Category:Book of Mormon/Anthropology/Culture/New World/Grains

Grains in the Book of Mormon

Parent page: Book of Mormon/Anthropology/Culture/New World

Material culture in the Book of Mormon: Sheum

John L. Sorenson,

Zeniff, ruler over an enclave of Nephites who settled among the Lamanites in the land of Nephi around the beginning of the second century BC, reported that among the crops they cultivated, which included corn, wheat, and barley, was one called sheum, a term for which Joseph Smith provided no translation (see Mosiah 9:9).
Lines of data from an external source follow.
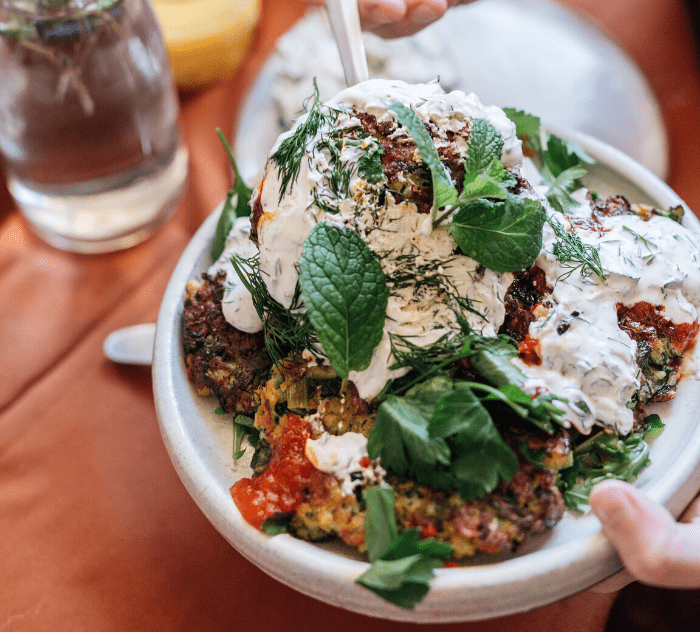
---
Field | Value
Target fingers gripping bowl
[154,82,700,621]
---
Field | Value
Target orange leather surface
[0,0,700,632]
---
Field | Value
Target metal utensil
[103,0,369,366]
[326,0,369,86]
[102,323,156,366]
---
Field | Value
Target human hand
[589,480,700,592]
[305,0,474,38]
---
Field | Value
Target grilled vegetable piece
[183,272,272,415]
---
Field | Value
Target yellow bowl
[153,0,260,89]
Just in the last forty years we have learned that the most important cereal grain among the Akkadians (Babylonians) of Mesopotamia was called she'um.45 The Jaredites of the Book of Mormon, who had originally lived in Mesopotamia, could have put the name on some cultivable plant they encountered in their new land; some of their undocumented descendants may well have passed the name and whatever grain it labeled down to the Zeniffites.[1]

Notes

  1. John L. Sorenson, "How Could Joseph Smith Write So Accurately about Ancient American Civilization?," in Echoes and Evidences of the Book of Mormon, edited by Donald W. Parry, Daniel C. Peterson, and John W. Welch (Provo, Utah: FARMS, 2002), Chapter 9, references silently removed—consult original for citations.